Many people I admire are poetry-lovers; I feel certain there is something to this. Already, I appreciate well-honed language and acknowledge the superior-to-the-sword sharpness that text can wield. However, apart from limericks, Silverstein, and Seuss, I confess to being a poetry failure. I struggle to enter and enjoy it as I wish I could.

But Daniel Ladinsky may be changing that.

An acclaimed expert on mystical poetry of the ages, Ladinsky spends many of his words translating these provocative pieces or creating his own, based upon the classic works he discovers. His book “Love Poems from God” is one of the only poetry books I own, once I get past Green Eggs and Ham and Mother Goose.

Over a year ago, he blogged a typical-for-him piece titled, “Maybe the Best Lay in Town is a Poem”, a title that strikes me as a hard-to-ignore invitation into poetry-land!
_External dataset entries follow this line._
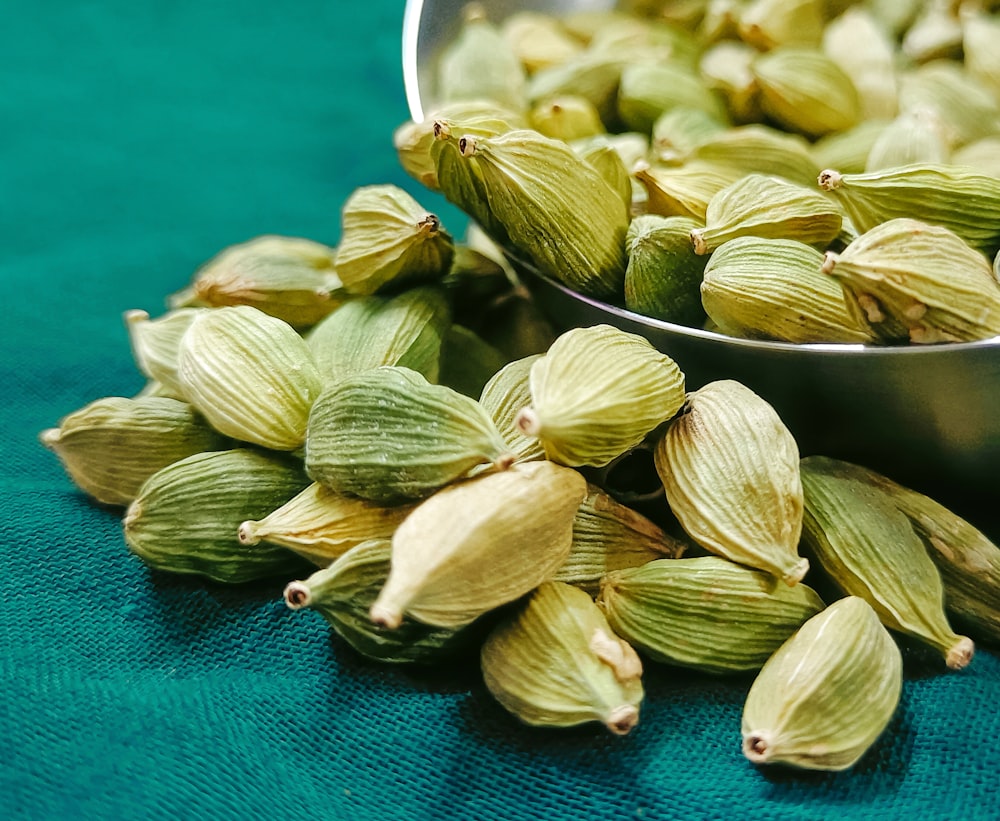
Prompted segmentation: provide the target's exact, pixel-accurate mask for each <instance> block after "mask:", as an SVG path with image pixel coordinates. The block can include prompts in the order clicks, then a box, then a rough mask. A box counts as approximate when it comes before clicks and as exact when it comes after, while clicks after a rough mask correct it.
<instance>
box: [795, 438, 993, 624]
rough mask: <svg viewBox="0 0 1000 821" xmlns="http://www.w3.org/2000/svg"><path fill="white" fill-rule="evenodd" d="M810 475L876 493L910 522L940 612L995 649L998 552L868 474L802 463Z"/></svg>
mask: <svg viewBox="0 0 1000 821" xmlns="http://www.w3.org/2000/svg"><path fill="white" fill-rule="evenodd" d="M802 469H803V470H804V471H808V472H810V473H812V472H815V473H820V474H824V475H832V476H841V477H845V478H849V479H854V480H857V481H860V482H864V483H866V484H868V485H870V486H871V487H873V488H876V489H878V490H879V491H881V492H882V493H884V494H885V496H886V497H887V498H888V499H889V500H890V501H891V502H892V504H893V505H895V506H896V508H897V509H898V510H900V511H902V512H903V513H904V514H905V515H906V516H907V517H908V518H909V520H910V523H911V524H912V525H913V529H914V530H915V531H916V532H917V533H918V535H919V536H920V537H921V538H922V539H923V541H924V545H925V546H926V547H927V552H928V554H929V555H930V557H931V559H933V561H934V564H935V565H936V566H937V569H938V572H939V573H940V574H941V581H942V583H943V584H944V594H945V595H944V601H945V609H946V611H947V613H948V616H949V618H950V619H951V620H954V621H955V622H956V623H961V624H962V625H963V626H964V627H966V628H967V629H968V630H969V632H970V633H971V634H972V635H973V636H974V637H975V638H977V639H982V640H985V641H987V642H992V643H994V644H997V643H1000V547H998V546H997V545H996V544H994V543H993V542H992V541H990V539H989V538H988V537H987V536H986V535H985V534H984V533H983V532H982V531H980V530H979V529H977V528H976V527H975V526H974V525H972V524H970V523H969V522H967V521H966V520H965V519H963V518H962V517H961V516H959V515H957V514H956V513H953V512H952V511H951V510H949V509H948V508H946V507H945V506H944V505H942V504H940V503H939V502H936V501H935V500H934V499H931V498H930V497H929V496H925V495H924V494H922V493H919V492H917V491H915V490H910V489H909V488H907V487H903V486H902V485H900V484H897V483H896V482H893V481H892V480H891V479H889V478H888V477H886V476H883V475H881V474H880V473H876V472H875V471H873V470H870V469H869V468H865V467H862V466H860V465H854V464H851V463H849V462H842V461H839V460H836V459H830V458H828V457H824V456H810V457H808V458H806V459H803V460H802Z"/></svg>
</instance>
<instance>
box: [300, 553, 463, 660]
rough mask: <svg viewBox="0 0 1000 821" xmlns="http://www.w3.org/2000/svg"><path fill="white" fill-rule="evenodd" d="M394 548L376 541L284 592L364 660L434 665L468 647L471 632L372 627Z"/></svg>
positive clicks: (326, 567)
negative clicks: (347, 644)
mask: <svg viewBox="0 0 1000 821" xmlns="http://www.w3.org/2000/svg"><path fill="white" fill-rule="evenodd" d="M391 555H392V542H390V541H389V540H388V539H379V538H372V539H369V540H367V541H363V542H361V543H360V544H358V545H356V546H355V547H352V548H351V549H350V550H348V551H347V552H346V553H344V554H343V555H341V556H340V557H339V558H338V559H337V560H336V561H335V562H333V563H332V564H331V565H329V566H328V567H324V568H323V569H322V570H317V571H316V572H315V573H313V574H312V575H311V576H309V577H308V578H305V579H302V580H299V581H294V582H290V583H289V584H288V585H287V586H286V587H285V593H284V597H285V604H287V605H288V607H289V608H290V609H292V610H301V609H303V608H309V609H310V610H315V611H316V612H317V613H319V614H320V615H321V616H322V617H323V618H324V619H325V620H326V622H327V624H329V625H330V627H331V628H332V629H333V631H334V632H335V633H336V634H337V635H338V636H340V638H342V639H343V640H344V641H346V642H347V643H348V644H349V645H350V646H351V647H353V648H354V649H355V650H357V651H358V652H359V653H361V655H363V656H366V657H367V658H370V659H374V660H375V661H382V662H388V663H390V664H431V663H435V662H437V661H439V660H440V659H442V658H444V657H447V656H449V655H452V654H454V653H455V652H456V651H458V650H460V649H461V648H463V647H465V646H466V645H467V644H468V643H469V639H470V634H471V632H472V631H471V630H470V629H465V630H463V629H457V630H453V629H450V628H444V627H429V626H428V625H426V624H421V623H420V622H416V621H407V622H405V623H404V624H401V625H400V626H399V627H398V628H397V629H395V630H384V629H383V628H381V627H378V626H377V625H375V624H373V623H372V620H371V619H370V618H369V616H368V610H369V608H370V607H371V605H372V603H373V602H374V601H375V598H376V597H377V596H378V592H379V590H381V589H382V585H384V584H385V580H386V578H387V577H388V575H389V561H390V557H391Z"/></svg>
Below is one of his offerings.

It Works

Would you come if someone called you

by the wrong name?

 

I wept, because for years He did not enter my arms;

then one night I was told a secret:

 

Perhaps the name you call God is not really His,

maybe it is just an alias.

 

I thought about this, and came up with a pet name

for my Beloved I never mention to others.

 

All I can say is–it works.

 

Before dismissing Ladinsky’s poem as a non-sensical invitation to creating names for the Creator, consider a few portions of Scripture:

Remember that when Moses asked for ID, God’s choice of revelation revolved around the name of Yahweh. The strictest Jews still utilize the vowel-less and un-pronounceable YHWH to speak of the Divine One. In Moses’ burning-bush encounter, the emphasis hangs on the name’s meaning: “I am who I am” or “I will be who I will be” or “I am all that I am, and you can’t conduct it or control it”. (That last one is my loose translation.)

Beyond Moses, you have Jesus adding the consistent call to address the God of the vowel-less name as Abba — Daddy, the One your trust more than any other because His perfect love is evident in every dealing.  Most of us (even those of us with great fathers) need to bring our imaginations into that equation, to redeem “Daddy” as a name void of disappointment or worse.

Then toss in Paul and his urging to trust the Spirit’s translation skills when we pray.  Paul would argue that every one of possesses desires, urges, and longings that reside beyond language. Carry inexpressible cargo might stress some; Paul says, “Sweat not! Just groan.”

When I swirl together these experiences and teachings of Moses, Jesus, and Paul, I find myself arriving somewhere near to Daniel Ladinsky, with an awareness that my names for God often limit, more than free, my interactions with Him.emmanuelle

[As as example: We were recently discussing God with our kids, pointing out that “Daddy” is a name He loves for us to use because He is like the father of everyone. Our five-year-old accepted that easily enough but asked, “Why isn’t there a special Mom too?” So we described the body-less God whose qualities are beyond “boy or girl”. At age five, she’s already noting the linguistic limitations of even a small word like “Him”, in speaking of the Holy One.]

So for today, get on-board with Ladinsky. Recognize some of the names you use as nicknames at best, and draw close to God as the One who will be exactly Who He will be. Groan if you need to, and whisper confidently, even affectionately, to the One who is nearer to you than your breath.

With Ladinsky, you just might agree: It works!